Revision as of 19:03, 17 September 2011

Team IGEM Paris 2011

Microscopy

Overview

The main goal of the microscopy experiments is to obtain pictures and movies that constitutes a reliable proof of concept for our different genetic systems. Our first experiment consisted in reproducing Ben-Yehuda's results on GFP diffusion.

The results of this important demonstrative experiment can be found here

    Preparation of the slide

    Fig 1: Global view of the material used for the preparation

    In all the microscopy experiments that will later be described we will use a two-well microscopic slide; one dedicated to a control and another one that will contain the actual experimented mix. Here is the description of its preparation:

    1) We melt sterilized Luria Broth with 1.5% of Agarose ("LBA") by micro waving it.

    2) We dispose two drops (for each well) 160 micro liters of LBA on a lamella on which we indicated a center reference.

    Fig 2: Lamella with the center references in red

    3) We superimpose the excavated part of the slide on the center reference of the LBA.

    4) We let the preparation cool down in a fridge for ten minutes in order to allow the LBA to dry.

    Fig 3: Preparation is left to dry in the fridge

    5) We take out the preparation and carefully withdraw the lamella from the slide.

    6) We cut up the LBA with a scalpel such as getting 3 millimeter width rectangles parallel to the length of the slide.

    7) We pipette a 1 micro liter of the culture on the LBA and let it dry for few minutes.

    Fig 4: The culture is pipetted on the LBA rectangles

    8) We lay down two squared lamella on each well.

    9) We dispose nail polish on the lamella's corners to stick it to the slide.

    10) We dispose hydrophobic grease on the edges of the lamellas in order to avoid a premature dry of the cultures.

    Fig 5: Slide is ready for the microscope

    Culture preparation protocol

    Let's describe the principal steps of the protocol we used:

    1) We put into overnight two different type of strains: one fluorescent strain and one non fluorescent strain.

    2) The following morning we dilute the cultures in order to reach an optical density of 0.1, then we let them grow up until reaching an optical density of 0.4.

    3) We then re-dilute to an optical density of 0.1 in order to synchronize the cell's division state and grow them up again until 0.4.

    4) Eventually we concentrate them by centrifuging in order to reach an optical density of 0.8, allowing us to have good conditions of observation.

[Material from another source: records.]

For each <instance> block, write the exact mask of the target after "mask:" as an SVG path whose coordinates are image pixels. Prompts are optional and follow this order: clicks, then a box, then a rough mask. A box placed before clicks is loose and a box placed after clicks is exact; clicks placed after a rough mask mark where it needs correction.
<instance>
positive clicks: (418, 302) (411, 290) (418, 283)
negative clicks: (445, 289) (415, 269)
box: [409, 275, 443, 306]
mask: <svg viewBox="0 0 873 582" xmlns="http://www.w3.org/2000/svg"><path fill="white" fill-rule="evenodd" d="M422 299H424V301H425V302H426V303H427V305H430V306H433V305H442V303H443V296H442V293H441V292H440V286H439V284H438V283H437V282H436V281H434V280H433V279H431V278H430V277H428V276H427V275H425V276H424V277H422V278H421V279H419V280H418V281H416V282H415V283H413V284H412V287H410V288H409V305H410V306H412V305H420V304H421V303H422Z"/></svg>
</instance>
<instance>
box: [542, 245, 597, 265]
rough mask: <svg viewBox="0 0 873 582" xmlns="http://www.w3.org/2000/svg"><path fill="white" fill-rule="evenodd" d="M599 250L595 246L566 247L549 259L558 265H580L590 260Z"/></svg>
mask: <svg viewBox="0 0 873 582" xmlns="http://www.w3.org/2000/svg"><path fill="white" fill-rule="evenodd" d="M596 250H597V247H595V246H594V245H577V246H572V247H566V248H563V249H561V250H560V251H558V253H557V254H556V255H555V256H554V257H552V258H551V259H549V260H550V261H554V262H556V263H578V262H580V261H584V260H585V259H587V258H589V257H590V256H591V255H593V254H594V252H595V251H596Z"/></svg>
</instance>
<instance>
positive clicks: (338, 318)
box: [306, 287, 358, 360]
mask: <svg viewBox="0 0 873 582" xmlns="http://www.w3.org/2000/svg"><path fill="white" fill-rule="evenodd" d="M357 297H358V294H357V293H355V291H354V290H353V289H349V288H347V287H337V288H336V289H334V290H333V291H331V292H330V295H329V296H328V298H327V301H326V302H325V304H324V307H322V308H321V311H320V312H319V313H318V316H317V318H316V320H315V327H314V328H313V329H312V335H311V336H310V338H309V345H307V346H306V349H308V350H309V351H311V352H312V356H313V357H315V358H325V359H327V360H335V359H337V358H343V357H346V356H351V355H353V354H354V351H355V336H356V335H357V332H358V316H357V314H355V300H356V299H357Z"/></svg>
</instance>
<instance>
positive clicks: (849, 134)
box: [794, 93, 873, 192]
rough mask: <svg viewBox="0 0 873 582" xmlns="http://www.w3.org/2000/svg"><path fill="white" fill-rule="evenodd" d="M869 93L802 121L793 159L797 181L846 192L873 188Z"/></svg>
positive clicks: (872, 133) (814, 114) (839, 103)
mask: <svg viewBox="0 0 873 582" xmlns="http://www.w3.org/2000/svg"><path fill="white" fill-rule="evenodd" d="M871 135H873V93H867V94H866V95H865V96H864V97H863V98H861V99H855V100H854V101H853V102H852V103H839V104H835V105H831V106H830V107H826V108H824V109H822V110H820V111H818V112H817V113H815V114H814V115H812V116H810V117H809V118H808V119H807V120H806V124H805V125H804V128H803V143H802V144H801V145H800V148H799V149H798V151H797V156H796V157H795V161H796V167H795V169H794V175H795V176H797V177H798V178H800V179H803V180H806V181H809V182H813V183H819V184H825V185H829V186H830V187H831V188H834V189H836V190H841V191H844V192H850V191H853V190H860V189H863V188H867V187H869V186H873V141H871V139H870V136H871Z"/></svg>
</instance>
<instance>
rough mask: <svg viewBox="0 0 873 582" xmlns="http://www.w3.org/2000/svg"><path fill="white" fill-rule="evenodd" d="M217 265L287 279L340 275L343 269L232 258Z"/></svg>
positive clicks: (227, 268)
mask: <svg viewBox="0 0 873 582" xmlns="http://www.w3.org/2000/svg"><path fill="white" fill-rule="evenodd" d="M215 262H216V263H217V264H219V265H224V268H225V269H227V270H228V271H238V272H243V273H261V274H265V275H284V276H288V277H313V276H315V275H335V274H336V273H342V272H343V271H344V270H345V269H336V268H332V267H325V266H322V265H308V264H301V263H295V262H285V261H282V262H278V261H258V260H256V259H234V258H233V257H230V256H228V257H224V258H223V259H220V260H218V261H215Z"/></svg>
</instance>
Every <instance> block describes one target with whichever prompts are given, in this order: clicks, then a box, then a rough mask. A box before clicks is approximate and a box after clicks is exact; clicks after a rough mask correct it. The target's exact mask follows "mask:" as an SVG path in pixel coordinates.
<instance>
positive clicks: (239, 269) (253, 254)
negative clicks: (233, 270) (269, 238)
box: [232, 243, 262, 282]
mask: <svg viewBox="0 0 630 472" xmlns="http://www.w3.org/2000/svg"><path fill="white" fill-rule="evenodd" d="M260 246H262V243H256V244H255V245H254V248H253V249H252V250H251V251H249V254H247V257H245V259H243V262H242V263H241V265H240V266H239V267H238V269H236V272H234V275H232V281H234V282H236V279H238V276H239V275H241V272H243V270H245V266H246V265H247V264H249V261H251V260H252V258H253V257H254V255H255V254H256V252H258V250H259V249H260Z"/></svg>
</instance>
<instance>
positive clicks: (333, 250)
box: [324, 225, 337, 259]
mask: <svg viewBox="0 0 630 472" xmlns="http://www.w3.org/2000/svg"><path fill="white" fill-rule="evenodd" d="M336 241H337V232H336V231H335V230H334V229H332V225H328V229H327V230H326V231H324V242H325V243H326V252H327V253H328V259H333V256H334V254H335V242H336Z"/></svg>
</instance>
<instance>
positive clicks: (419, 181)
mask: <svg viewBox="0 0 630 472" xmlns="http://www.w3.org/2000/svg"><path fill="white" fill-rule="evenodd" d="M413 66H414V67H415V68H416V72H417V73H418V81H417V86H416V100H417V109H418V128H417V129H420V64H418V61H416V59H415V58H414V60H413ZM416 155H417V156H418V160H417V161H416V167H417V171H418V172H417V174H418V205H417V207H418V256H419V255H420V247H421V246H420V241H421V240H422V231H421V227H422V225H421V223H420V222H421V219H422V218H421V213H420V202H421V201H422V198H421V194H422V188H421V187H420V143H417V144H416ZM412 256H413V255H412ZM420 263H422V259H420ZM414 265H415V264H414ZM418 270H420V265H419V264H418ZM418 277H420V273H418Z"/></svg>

    5) We pipette the non fluorescent culture onto one of the wells, which will constitute our control; then we pipette a mix of both strains onto the second well. (see the upside protocol describing the preparation of the slide).

    6) We make observations by using a phasecontrast and fluorescence microscope with a 100 times magnification. The acquisition system is controlled by MetaMorph. The expected phenomenon is the illumnation of some cells that are next to fluorescent cells.